Governor Kasich put together the House Prescription Drug Addiction and Healthcare Reform Legislatie Study Committee. This committee voted recently on a bill authorizing county needle exchange programs, something that most politicians of the state never would have ever dreamed of doing just four months prior. After they heard testimonies of how abuse of prescription painkillers such as Oxycodone and Hydrocodone ultimately lead to an addiction to heroin, they felt it was time to implement such a program.
“Initially, when you begin to abuse prescription drugs, that is a choice. It’s a terrible choice that leads to a horrible, devastating problem,” said state Rep. Robert Sprague (R., Findlay), chairman of the House Prescription Drug Addiction and Healthcare Reform Legislative Study Committee.
“But once you are in the throes of your addiction, it’s nearly impossible to help yourself,” he said. “We’ve learned that treatment works. I think it would be safe to say that had we not been on this journey over the last four weeks, I, for one, would have been very skeptical of such an exchange program.”
The House voted 72-23 across party lines to authorize county health departments to set up the clean syringe exchange programs. This is a vital program to help combat Hepatitis C, HIV, and other blood-borne infections. When an addict comes in to exchange their syringes, they will also be given information on how to seek treatment. This also lets the addict know where to go when they are ultimately ready to get clean.

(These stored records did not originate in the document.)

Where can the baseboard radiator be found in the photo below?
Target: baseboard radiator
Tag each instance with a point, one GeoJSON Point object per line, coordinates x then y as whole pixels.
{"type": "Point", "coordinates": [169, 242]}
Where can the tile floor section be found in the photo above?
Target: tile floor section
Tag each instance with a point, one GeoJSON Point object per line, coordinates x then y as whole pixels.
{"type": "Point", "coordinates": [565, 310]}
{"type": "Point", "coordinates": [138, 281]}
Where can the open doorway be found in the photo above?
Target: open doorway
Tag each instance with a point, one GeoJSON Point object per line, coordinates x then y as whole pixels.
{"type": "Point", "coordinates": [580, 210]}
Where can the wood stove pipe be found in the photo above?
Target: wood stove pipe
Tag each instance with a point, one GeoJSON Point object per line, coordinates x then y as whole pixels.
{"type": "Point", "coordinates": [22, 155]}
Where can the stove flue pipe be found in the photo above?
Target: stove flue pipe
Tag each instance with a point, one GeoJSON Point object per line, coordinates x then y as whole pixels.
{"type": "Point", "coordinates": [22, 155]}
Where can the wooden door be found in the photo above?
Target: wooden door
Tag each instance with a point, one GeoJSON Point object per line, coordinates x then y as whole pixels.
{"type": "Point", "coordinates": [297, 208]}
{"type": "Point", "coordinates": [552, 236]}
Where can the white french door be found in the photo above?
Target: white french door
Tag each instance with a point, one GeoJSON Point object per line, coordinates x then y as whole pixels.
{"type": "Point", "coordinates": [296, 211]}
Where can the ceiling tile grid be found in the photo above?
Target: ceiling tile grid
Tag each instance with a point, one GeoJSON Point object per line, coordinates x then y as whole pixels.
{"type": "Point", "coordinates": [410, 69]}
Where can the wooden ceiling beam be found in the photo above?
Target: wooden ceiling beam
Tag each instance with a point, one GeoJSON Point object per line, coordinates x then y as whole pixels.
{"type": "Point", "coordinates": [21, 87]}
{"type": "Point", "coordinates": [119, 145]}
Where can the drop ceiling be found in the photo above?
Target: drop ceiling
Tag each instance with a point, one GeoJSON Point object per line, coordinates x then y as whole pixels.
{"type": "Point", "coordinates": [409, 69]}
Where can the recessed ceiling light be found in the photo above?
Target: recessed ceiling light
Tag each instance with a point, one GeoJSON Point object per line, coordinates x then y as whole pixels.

Ohio isn't stopping with the clean syringe exchange program, they have a few changes they are bringing up for a House vote which I feel will be extremely beneficial to both the addicts and the people of Ohio.
Their other Opiate Task Force recommendations are:
- Requiring prescription painkillers to be prescribed in 10-day increments rather than 30.
- Requiring pharmacies to demand photo identification when someone picks up prescription painkillers.
- Requiring pharmacies to check with the Ohio Automated Rx Reporting System for signs a patient has been “doctor shopping” or using other means to access opiate painkillers.
- Require all health departments to have the drug naloxone on hand to instantly reverse an opiate overdose.
It seems like Ohio is taking the right steps to help lead the fight against opiate addiction, and hopefully more states will soon follow.